Bahwa tidak ada yang bermain di Eropa itu karena mereka terlalu mencintai Kota
Rio de Janeiro.

Klopp juga begitu sopan dalam
menyikapi jadwal yang menyudutkan Liverpool. Yakni ketika dipaksa harus main
tanggal 18 dan 19 Desember.

Mana ada jadwal seperti itu
–kalau tujuannya bukan untuk mempermalukan Liverpool.

Padahal dua-duanya pertandingan
penting. Yang satu perempat final Piala Liga. Satunya lagi semifinal Piala Dunia.

Pun Klopp tidak protes. Tidak ngambek.
Tidak bakar-bakar.

Ia mengatakan: kami tidak
keberatan dengan jadwal pertandingan seperti itu.

Asal lapangannya berdekatan.

Masalahnya: yang perempat final
lawan Aston Villa itu harus di Kota Birmingham, Inggris. Yang semifinal itu
harus di Doha, Qatar.

Ternyata jadwal tetap tidak bisa
diubah. Klopp pun tetap mengirim tim kid on the Klopp ke Aston Villa.

Itulah tim masa depan.

Salah satu pemainnya berumur 16
tahun. Kebanyakan berumur 17-18-19 tahun. Hanya dua-tiga boy yang
berumur 23 tahun.

Harusnya Klopp of the Top diberi
kartu merah. Bisa dianggap contempt of league.

Bagaimana bisa Klopp mengirim tim
berumur 16 tahun untuk babak perempat final kejuaraan Inggris.

Coba lihat.

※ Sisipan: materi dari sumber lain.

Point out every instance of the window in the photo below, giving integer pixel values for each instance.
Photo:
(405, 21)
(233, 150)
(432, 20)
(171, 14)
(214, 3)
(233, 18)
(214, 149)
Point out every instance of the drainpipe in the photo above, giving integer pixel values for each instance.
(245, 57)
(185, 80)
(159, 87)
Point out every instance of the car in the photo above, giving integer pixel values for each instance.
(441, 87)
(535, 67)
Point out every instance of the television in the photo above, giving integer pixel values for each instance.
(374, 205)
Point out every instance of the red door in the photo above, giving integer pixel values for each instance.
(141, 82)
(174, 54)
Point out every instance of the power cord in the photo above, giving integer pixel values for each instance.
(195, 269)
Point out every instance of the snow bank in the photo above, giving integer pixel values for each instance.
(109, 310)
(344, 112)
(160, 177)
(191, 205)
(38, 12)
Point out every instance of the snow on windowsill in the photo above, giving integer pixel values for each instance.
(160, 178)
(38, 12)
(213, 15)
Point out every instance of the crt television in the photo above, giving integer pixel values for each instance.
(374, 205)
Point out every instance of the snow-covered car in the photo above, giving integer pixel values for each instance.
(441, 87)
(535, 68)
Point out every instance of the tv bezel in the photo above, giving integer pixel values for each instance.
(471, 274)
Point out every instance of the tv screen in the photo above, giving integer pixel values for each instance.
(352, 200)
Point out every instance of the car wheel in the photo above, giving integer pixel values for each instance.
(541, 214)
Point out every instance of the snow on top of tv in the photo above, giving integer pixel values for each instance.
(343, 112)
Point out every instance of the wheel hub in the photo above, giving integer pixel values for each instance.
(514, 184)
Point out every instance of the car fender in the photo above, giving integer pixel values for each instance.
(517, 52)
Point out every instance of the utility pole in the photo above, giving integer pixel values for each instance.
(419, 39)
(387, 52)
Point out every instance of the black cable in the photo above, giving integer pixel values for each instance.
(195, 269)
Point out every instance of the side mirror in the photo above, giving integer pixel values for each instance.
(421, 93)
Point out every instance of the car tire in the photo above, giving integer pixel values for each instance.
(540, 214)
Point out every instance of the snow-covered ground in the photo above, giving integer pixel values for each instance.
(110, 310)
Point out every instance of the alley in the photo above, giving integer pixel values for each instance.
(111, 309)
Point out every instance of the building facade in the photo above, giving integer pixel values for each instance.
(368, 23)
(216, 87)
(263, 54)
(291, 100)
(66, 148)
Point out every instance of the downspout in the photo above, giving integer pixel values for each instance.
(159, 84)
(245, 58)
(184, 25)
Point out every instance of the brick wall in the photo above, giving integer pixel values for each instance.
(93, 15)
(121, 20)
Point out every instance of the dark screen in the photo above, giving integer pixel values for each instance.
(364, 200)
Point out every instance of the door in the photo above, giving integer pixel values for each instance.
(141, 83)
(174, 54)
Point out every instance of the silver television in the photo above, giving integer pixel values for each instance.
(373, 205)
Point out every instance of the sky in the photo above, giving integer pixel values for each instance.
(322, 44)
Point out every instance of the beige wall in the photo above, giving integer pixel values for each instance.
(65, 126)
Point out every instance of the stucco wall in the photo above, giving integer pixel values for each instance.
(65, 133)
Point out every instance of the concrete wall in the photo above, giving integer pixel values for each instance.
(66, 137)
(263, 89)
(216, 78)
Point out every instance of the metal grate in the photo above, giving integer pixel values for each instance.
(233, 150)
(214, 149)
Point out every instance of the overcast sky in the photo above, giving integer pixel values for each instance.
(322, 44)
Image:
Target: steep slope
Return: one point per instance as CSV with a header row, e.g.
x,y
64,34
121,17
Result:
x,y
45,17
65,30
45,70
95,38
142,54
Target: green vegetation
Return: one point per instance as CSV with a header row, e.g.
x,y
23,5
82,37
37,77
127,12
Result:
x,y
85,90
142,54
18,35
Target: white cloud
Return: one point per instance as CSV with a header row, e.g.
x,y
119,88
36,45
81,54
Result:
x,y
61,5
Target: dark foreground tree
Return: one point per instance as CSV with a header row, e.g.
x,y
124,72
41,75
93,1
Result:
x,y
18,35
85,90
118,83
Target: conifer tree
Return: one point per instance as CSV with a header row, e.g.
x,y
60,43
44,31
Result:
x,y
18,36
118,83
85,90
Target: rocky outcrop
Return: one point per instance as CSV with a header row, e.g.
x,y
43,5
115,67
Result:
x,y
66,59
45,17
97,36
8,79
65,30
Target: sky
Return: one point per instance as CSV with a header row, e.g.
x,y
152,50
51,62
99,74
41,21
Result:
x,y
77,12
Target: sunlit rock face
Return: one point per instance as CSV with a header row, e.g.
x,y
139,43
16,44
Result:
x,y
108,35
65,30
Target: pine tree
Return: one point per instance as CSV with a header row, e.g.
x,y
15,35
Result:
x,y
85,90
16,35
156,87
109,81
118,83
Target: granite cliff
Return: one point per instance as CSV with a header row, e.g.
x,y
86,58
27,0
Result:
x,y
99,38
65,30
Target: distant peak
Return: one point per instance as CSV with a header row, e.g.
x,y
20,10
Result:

Yang dikirim itu
bukan saja the kid on the Klopp. Gaya permainan mereka pun semua masih sama:
flamboyan. Setipe dengan Alexander semua. Tidak ada gaya yang titisan Mane atau
Sterling.

Dan Klopp betul dengan keputusannya
–Klopp harus selalu betul– untuk mengirim tim inti ke kejuaraan dunia.

Dan Klopp sukses.

Sebenarnya sudah banyak yang
ingin mengganjar Klopp kartu merah. Agar ia tidak menenggelamkan
pelatih-pelatih top dunia seperti Guardiola.

Segala intelijen sudah
dikerahkan. Tujuannya satu: untuk mencari kelemahan Klopp. Masak manusia tidak
punya kelemahan.

“Tapi, semakin diselidiki
justru kelebihan Klopp yang ditemukan,” ujar seorang intelijen.

Bahkan sang intelijen sendiri
yang akhirnya justru jatuh hati pada Klopp. Dari mencurigai ke mencintai.

Akhirnya dicarilah kelemahan
Klopp di soal wanita. Siapa tahu pernah punya pacar gelap.

Tidak ditemukan.

Siapa tahu istrinya tidak
bahagia.

Ternyata sang istri sangat
bahagia.

Siapa tahu sang istri seorang
pemabuk atau mata duitan.

Yang ditemukan justru sebaliknya:
Istri Klopp seorang pekerja sosial. Pekerjaannyi membantu orang-orang yang
harus dibantu.

Begitu mulianya istri Klopp.

Dicari pula cara untuk
membenturkan Klopp dengan pemainnya. Dipanas-panasilah mengapa Xherdan Shaqiri
jarang dimainkan.

Padahal dua kali dimainkan dua
kali bikin gol. Shaqiri bikin malu dengan mencetak gol ke gawang MU. Sampai
pelatih MU diberhentikan –Mourinho.

Shaqiri dipasang lagi saat lawan
Everton. Bikin gol. Sampai pelatih Everton diberhentikan.

Tapi kenapa Shaqiri jarang
dipasang?

Ternyata ada alasan kemanusiaan
yang serius. “Kalau Shaqiri dipasang terus habislah semua pelatih Liga
Inggris”!

Tapi tetap saja harus dicarikan
lawan yang bisa membuat Klopp tahu diri: ya itu tadi, ditemukanlah tim angkasa
luar.

Saya setuju dengan itu.

Kalau FIFA kesulitan mengadakan
kejuaraan “Antar Planet Cup” itu, DI’s Way siap menyelenggarakannya.